Près d'un enseignant sur deux déclare un épuisement émotionnel fort selon les derniers baromètres. Ce n'est pas qu'un ressenti individuel : c'est un phénomène documenté, avec des causes identifiées et des dispositifs d'aide qui existent, mais restent trop peu connus.

Mis à jour juillet 2026

Ce n'est pas un sujet qu'on aborde en préparant le CRPE, et pourtant il mérite d'être connu avant de s'engager dans ce métier, pas découvert brutalement des années plus tard. L'épuisement professionnel touche l'enseignement de façon documentée, avec des chiffres qui ont de quoi interpeller.

En parler ouvertement, avec des données précises plutôt qu'un tabou, permet aussi de mieux connaître les dispositifs qui existent réellement pour prévenir et accompagner cette usure, souvent méconnus des enseignants eux-mêmes.

L'ampleur du phénomène, en chiffres

Selon un baromètre de l'Observatoire Ecolhuma réalisé en février 2026 auprès de 1 000 enseignants, 50,1 % des répondants présentent un score d'épuisement émotionnel fort. D'autres études antérieures situaient la proportion d'enseignants en burn-out entre 17 % et 28,7 %, selon les critères de mesure retenus.
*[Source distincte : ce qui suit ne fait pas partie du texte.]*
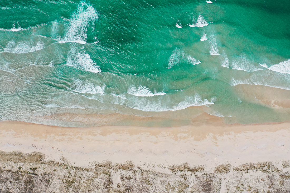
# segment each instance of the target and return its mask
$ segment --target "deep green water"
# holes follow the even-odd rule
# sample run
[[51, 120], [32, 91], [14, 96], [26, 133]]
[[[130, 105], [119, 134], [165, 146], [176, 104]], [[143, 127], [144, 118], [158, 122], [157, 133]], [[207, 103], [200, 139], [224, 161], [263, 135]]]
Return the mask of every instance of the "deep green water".
[[235, 89], [290, 90], [290, 1], [210, 2], [0, 0], [0, 120], [202, 106], [228, 123], [290, 121]]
Ces écarts s'expliquent par des méthodologies différentes, mais convergent sur un constat : la souffrance professionnelle touche une part significative, pas marginale, du corps enseignant.

Le ministère documente également ce sujet dans le cadre de sa politique annuelle de prévention des risques professionnels, publiée chaque année sur education.gouv.fr.
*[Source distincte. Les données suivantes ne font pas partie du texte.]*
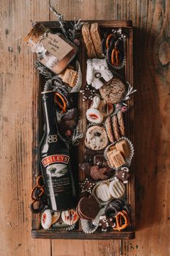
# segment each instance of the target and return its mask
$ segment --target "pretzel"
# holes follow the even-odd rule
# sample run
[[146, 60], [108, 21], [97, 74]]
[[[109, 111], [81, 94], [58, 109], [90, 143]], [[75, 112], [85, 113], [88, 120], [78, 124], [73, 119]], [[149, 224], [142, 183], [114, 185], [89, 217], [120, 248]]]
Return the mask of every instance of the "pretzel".
[[[58, 100], [58, 97], [61, 100], [62, 103]], [[61, 113], [64, 113], [66, 111], [67, 103], [64, 97], [59, 93], [55, 93], [55, 102], [59, 106], [61, 110]]]
[[[114, 230], [120, 230], [125, 229], [130, 224], [129, 216], [127, 212], [124, 210], [120, 211], [115, 217], [116, 218], [116, 226], [113, 228]], [[122, 219], [125, 221], [124, 224], [122, 224]]]
[[120, 51], [115, 48], [114, 48], [112, 51], [112, 55], [111, 55], [111, 62], [112, 65], [119, 65], [119, 55], [120, 55]]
Ce qui explique cette usure professionnelle

Les facteurs identifiés se recoupent largement d'une étude à l'autre : une pression constante liée aux attentes multiples (institution, parents, élèves), une charge de travail réelle largement supérieure au seul temps de classe (voir notre article sur le quotidien réel du métier), et un sentiment fréquent de manquer des moyens nécessaires pour bien faire son travail, plutôt qu'un manque de motivation ou d'engagement personnel.

Le SNUipp-FSU, syndicat majoritaire dans le premier degré, résume cette tension par la formule d'un métier "épanouissant", mais freiné par des obstacles structurels qui empêchent d'exercer sereinement, plutôt qu'un problème individuel isolé.

Les signes qui doivent alerter

Fatigue qui ne se résorbe plus avec le repos habituel, perte progressive de motivation pour des tâches auparavant investies avec plaisir, irritabilité inhabituelle, troubles du sommeil récurrents : ces signaux, pris isolément, peuvent sembler anodins, mais leur accumulation et leur durée dans le temps sont les indicateurs à surveiller, davantage qu'un épisode ponctuel de fatigue.

Les organisations professionnelles du secteur insistent sur un point : ne pas attendre l'épuisement complet pour solliciter de l'aide. Plus la démarche est engagée tôt, plus les leviers d'action (aménagement du poste, accompagnement médical, temps partiel thérapeutique) sont efficaces et faciles à mettre en place. Attendre un épuisement complet réduit au contraire fortement la marge de manœuvre disponible, et allonge d'autant la durée nécessaire pour s'en remettre.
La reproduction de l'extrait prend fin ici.